Başkalarından sakladığınız bir sırrı düşünün. Uzun sürmemeli; davranış bilimcisi Michael Slepian, herhangi bir zamanda ortalama olarak on üç sır sakladığımızı tespit ediyor. Dünyanın dört bir yanından 50.000'den fazla katılımcıyı içeren araştırması, en yaygın sırların söylediğimiz yalanları, hırsları, bağımlılıkları, zihinsel sağlık sorunlarını, gizli ilişkileri ve mali mücadeleleri içerdiğini gösteriyor.

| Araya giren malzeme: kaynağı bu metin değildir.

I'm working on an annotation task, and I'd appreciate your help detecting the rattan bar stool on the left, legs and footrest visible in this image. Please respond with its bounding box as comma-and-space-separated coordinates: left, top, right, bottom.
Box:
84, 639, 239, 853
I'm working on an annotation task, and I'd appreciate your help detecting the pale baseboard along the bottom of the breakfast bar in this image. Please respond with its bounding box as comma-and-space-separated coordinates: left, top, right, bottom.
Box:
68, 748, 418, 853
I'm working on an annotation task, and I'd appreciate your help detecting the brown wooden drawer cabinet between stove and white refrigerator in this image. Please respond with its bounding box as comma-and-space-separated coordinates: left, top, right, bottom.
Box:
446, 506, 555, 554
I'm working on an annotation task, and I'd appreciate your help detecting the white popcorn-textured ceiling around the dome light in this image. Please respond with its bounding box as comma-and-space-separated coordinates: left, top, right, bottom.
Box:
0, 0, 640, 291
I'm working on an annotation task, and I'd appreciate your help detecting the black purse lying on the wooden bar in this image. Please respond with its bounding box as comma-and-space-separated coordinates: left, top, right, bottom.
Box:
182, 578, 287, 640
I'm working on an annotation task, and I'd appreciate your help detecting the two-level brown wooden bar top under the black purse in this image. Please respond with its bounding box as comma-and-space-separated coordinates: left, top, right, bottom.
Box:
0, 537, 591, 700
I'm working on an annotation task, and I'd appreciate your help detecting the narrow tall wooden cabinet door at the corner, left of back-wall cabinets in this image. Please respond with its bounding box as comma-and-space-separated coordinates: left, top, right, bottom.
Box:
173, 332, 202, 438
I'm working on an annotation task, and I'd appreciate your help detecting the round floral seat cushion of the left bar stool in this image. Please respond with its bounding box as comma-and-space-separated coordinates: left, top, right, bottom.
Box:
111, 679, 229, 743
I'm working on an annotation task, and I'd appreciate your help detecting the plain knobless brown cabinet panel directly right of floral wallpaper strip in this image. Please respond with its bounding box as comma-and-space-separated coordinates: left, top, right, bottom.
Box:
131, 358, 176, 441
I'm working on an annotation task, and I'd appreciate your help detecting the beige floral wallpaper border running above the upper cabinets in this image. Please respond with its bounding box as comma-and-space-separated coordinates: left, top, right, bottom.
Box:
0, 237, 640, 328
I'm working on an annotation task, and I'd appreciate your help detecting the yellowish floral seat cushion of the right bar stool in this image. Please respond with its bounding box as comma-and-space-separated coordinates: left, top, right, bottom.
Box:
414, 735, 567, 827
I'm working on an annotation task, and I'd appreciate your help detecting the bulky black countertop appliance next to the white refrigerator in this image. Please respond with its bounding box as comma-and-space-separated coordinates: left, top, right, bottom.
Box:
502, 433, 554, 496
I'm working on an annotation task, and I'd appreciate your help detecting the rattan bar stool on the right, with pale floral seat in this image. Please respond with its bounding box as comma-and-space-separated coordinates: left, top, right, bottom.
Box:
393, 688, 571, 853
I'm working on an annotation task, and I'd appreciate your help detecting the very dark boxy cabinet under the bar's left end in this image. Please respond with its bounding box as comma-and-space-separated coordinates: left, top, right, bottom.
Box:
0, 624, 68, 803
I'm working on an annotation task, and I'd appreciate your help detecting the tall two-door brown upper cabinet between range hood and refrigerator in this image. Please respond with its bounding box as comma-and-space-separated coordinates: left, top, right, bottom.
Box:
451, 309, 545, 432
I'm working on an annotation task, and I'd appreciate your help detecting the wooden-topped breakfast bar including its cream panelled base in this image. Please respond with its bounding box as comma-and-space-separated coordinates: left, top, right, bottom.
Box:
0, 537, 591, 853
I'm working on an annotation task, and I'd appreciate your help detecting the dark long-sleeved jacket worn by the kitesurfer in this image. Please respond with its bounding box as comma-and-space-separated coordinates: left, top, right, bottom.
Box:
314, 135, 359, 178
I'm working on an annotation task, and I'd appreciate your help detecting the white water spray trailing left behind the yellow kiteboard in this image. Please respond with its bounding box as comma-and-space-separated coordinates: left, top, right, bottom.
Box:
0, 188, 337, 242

Sırlarımız bize ağır gelebilir. Yine de Slepian, sır saklama yükünün nadiren bir sırrı gizli tutmak için harcanan işten kaynaklandığını öne sürer. Aksine, sırlarımızın ağırlığı, onları başkalarının desteği olmadan tek başına taşımaktan gelir. İtibarımızı, ilişkimizi, sevdiğimiz birinin duygularını ya da kişisel ya da profesyonel bir hedefimizi korumak için motive olmuş olsak da, açık olan bir şey var: İç dünyamızın bir kısmını geride tutmak çoğu zaman yalnız ve tecrit edicidir. Ama Sırların Gizli Yaşamı size bunun olması gerekmediğini gösteriyor.
İnsan davranışının en evrensel, ancak en az anlaşılan yönlerinden birine dair taze içgörülerle dolu olan The Secret Life of Secrets, aşağıdaki gibi sorulara büyüleyici ve yeni bir ışık tutuyor: Çocuklar hangi yaşta gizlilik için bilişsel kapasite geliştirirler? Bütün sırlar aynı zihinsel yükle mi gelir? Sırlarımızı, ilişki kurmak, bağlantı kurmak ve bilinmek için insani arzularımızla nasıl uzlaştırabiliriz? Sırlarımızı ne zaman itiraf etmeliyiz? İdeal sırdaşı kim yapar? Ve bazı sır türlerini saklamak gerçekten refahımızı artırabilir mi?
On yılı aşkın özgün araştırmadan yararlanan The Secret Life of Secrets, sırların hayatımızı saran şaşırtıcı yollarını ortaya koyuyor ve onlarla yaşamayı kolaylaştıran bilim temelli stratejiler sunuyor. Sonuç, zihnimizin iç işleyişine, ilişkilerimize ve kim olduğumuza dair algımıza açılan nadir bir penceredir.